What does the R formula y~1 mean?

Antony picture Antony · Nov 13, 2012 · Viewed 26.2k times · Source

I was reading the documentation on R Formula, and trying to figure out how to work with depmix (from the depmixS4 package).

Now, in the documentation of depmixS4, sample formula tends to be something like y ~ 1. For simple case like y ~ x, it is defining a relationship between input x and output y, so I get that it is similar to y = a * x + b, where a is the slope, and b is the intercept.

If we go back to y ~ 1, the formula is throwing me off. Is it equivalent to y = 1 (a horizontal line at y = 1)?

To add a bit context, if you look at the depmixs4 documentation, there is one example below

depmix(list(rt~1,corr~1),data=speed,nstates=2,family=list(gaussian(),multinomial()))

I think in general, formula that end with ~ 1 is confusing to me. Can any explain what ~ 1 or y ~ 1 mean? Thanks a bunch!

Answer

MattBagg picture MattBagg · Nov 13, 2012

Many of the operators used in model formulae (asterix, plus, caret) in R, have a model-specific meaning and this is one of them: the 'one' symbol indicates an intercept.

In other words, it is the value the dependent variable is expected to have when the independent variables are zero or have no influence. (To use the more common mathematical meaning of model terms, you wrap them in I()). Intercepts are usually assumed so it is most common to see it in the context of explicitly stating a model without an intercept.

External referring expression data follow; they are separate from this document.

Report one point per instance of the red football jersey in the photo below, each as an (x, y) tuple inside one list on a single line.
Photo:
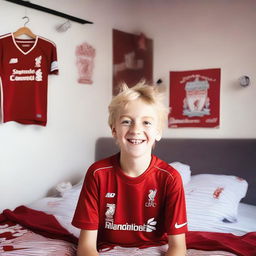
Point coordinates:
[(131, 212), (24, 68)]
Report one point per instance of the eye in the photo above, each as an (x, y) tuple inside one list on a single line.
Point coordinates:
[(147, 123), (126, 122)]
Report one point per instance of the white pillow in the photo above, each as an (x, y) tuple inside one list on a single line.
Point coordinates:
[(184, 171), (62, 208), (214, 197)]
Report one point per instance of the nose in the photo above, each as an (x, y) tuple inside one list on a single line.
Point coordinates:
[(135, 128)]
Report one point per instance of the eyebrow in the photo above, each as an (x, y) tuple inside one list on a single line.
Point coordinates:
[(150, 117)]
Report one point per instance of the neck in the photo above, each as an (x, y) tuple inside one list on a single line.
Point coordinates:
[(134, 167)]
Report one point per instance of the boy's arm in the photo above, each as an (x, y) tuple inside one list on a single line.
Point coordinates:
[(87, 243), (177, 245)]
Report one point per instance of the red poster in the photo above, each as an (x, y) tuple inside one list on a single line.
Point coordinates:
[(194, 98)]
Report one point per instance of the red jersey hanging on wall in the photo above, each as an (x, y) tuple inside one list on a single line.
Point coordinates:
[(194, 98), (24, 68)]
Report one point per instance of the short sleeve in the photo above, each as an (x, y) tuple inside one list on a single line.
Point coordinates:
[(175, 212), (87, 212), (54, 69)]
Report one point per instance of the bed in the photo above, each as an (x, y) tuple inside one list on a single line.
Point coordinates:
[(218, 173)]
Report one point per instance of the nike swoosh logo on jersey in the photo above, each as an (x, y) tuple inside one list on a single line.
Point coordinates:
[(180, 225), (13, 60)]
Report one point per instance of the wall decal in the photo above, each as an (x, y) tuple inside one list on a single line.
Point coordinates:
[(132, 59), (194, 98), (85, 55)]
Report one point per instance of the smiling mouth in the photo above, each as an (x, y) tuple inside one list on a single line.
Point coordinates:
[(135, 142)]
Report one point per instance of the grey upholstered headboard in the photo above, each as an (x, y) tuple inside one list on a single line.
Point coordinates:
[(217, 156)]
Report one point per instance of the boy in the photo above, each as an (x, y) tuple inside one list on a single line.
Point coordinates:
[(133, 203)]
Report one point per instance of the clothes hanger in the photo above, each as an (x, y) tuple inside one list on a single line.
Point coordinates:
[(24, 30)]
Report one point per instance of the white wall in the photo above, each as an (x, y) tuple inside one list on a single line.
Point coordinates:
[(187, 35)]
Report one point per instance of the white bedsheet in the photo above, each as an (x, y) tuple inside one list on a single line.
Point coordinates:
[(246, 222)]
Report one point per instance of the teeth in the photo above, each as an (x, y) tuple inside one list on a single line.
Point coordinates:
[(136, 141)]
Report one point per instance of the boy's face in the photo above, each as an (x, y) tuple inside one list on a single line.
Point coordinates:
[(136, 128)]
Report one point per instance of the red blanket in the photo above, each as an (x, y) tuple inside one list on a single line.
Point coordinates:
[(46, 225)]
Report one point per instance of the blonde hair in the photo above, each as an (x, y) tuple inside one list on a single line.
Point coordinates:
[(152, 95)]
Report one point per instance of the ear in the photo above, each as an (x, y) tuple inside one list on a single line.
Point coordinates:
[(113, 130), (158, 136)]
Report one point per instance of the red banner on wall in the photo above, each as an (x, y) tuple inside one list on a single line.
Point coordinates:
[(194, 98)]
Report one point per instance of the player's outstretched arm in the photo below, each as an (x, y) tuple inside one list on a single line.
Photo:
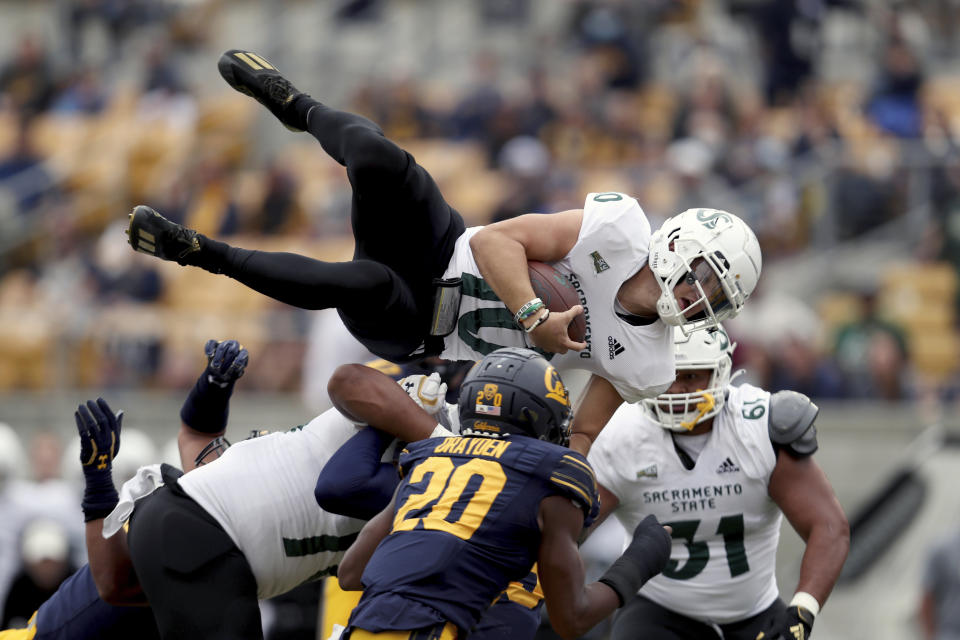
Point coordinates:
[(804, 494), (574, 608), (99, 430), (367, 396), (354, 482), (502, 250), (358, 555), (206, 409), (599, 402)]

Here are two ways of specifying the same model for a linear regression model of y on x. The first has an implicit intercept term, and the second an explicit one:

y ~ x
y ~ 1 + x

Here are ways to give a linear regression of y on x through the origin (that is, without an intercept term):

y ~ 0 + x
y ~ -1 + x
y ~ x - 1

In the specific case you mention ( y ~ 1 ), y is being predicted by no other variable so the natural prediction is the mean of y, as Paul Hiemstra stated:

> data(city)
> r <- lm(x~1, data=city)
> r

Call:
lm(formula = x ~ 1, data = city)

Coefficients:
(Intercept)  
       97.3  

> mean(city$x)
[1] 97.3

And removing the intercept with a -1 leaves you with nothing:

> r <- lm(x ~ -1, data=city)
> r

Call:
lm(formula = x ~ -1, data = city)

No coefficients

formula() is a function for extracting formula out of objects and its help file isn't the best place to read about specifying model formulae in R. I suggest you look at this explanation or Chapter 11 of An Introduction to R.